The old wife stood the bag on the floor, and the miller agreed:
“I’ll grind it for you; half the bag for you for your cake, and half for me for my trouble.”
“Not so, my son! I shall not have enough for my Yuletide cake, because I have six sons, and for seventh my grandson, the Sun, who was born to-day.”
“Go away and don’t talk rubbish, you old fool!” burst out the miller. “A likely one you are to be the Sun’s grandmother!”
So they argued this way and that; but the miller wouldn’t consent to grind for less than one-half the bag, and so the old wife picked up her bag again and went away by the way she came.
But the miller had a daughter, a beautiful girl, called Bride Bridekins. When she was born, the fairies bathed her in the water that falls from the wheel, so that all evils should turn from her, even as water runs away from a mill. And, moreover, the fairies foretold that at her wedding the Sun should be bridesman. Just fancy! she was the Sun’s little bride! So they called her Bride Bridekins, and she was most beautiful and smiling as a summer’s day.

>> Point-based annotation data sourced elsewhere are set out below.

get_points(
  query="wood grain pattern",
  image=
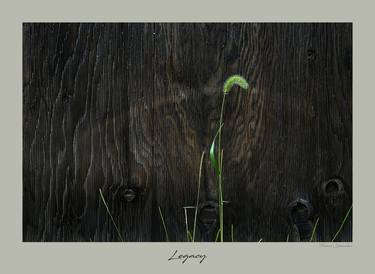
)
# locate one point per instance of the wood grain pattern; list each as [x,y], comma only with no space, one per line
[129,108]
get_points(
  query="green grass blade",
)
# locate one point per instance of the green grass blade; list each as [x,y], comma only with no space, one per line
[217,235]
[314,229]
[342,223]
[213,160]
[235,80]
[165,228]
[110,215]
[197,203]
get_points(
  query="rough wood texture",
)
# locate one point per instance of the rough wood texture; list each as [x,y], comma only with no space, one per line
[129,108]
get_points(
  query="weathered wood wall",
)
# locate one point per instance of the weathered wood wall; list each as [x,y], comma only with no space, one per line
[129,108]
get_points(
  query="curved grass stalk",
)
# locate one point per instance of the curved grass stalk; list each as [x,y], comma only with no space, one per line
[342,224]
[110,215]
[229,83]
[196,206]
[162,220]
[314,229]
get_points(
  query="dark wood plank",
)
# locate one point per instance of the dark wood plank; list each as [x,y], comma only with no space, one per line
[129,108]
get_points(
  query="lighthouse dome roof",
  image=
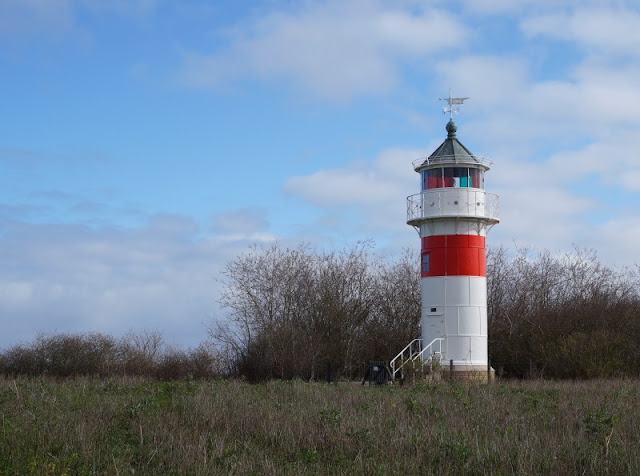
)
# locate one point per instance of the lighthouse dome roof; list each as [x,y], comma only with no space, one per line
[451,151]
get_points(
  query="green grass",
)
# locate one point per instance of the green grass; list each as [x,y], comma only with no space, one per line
[86,426]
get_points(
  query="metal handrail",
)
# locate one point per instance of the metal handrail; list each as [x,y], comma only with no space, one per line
[451,159]
[453,202]
[413,356]
[408,347]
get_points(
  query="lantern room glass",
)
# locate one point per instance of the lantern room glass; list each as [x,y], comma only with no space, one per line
[465,177]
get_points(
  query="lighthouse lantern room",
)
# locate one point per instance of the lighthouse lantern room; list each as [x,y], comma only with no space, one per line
[452,214]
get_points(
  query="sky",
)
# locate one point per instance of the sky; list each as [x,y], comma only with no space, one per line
[145,143]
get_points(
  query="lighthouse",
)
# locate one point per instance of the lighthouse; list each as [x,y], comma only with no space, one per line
[452,214]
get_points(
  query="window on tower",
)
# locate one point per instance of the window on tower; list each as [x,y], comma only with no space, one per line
[425,263]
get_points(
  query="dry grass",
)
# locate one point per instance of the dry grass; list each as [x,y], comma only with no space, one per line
[87,426]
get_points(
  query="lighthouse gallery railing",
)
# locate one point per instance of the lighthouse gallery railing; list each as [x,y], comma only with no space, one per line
[453,202]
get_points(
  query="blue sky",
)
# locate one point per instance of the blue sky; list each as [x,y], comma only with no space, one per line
[144,143]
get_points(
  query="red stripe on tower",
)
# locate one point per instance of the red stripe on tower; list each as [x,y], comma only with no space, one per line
[453,255]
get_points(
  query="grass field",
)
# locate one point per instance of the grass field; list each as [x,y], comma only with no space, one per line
[92,426]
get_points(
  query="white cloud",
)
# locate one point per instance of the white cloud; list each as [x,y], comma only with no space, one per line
[68,278]
[336,49]
[613,31]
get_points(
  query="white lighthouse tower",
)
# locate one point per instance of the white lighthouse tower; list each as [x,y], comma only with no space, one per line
[452,213]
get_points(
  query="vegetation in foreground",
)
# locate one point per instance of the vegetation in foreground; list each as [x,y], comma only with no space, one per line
[127,426]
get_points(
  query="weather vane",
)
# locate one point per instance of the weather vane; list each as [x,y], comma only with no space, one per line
[451,101]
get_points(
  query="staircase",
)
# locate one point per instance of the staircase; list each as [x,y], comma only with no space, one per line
[413,352]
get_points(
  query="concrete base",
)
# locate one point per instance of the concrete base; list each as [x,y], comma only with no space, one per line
[469,373]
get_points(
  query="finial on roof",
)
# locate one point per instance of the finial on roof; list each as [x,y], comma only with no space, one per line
[451,129]
[451,101]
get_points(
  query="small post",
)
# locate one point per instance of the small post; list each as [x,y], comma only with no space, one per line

Bride Bridekins was sorry when the miller sent away the old wife so unkindly. She went out and waited in the wood for the old wife, and said:
“Come again to-morrow, Mother, when I shall be alone. I will grind your corn for you for nothing.”
Next day the miller and his wife went into the wood to cut the Yule log, and Bride Bridekins was left alone.
Before long the old wife came up with her bag.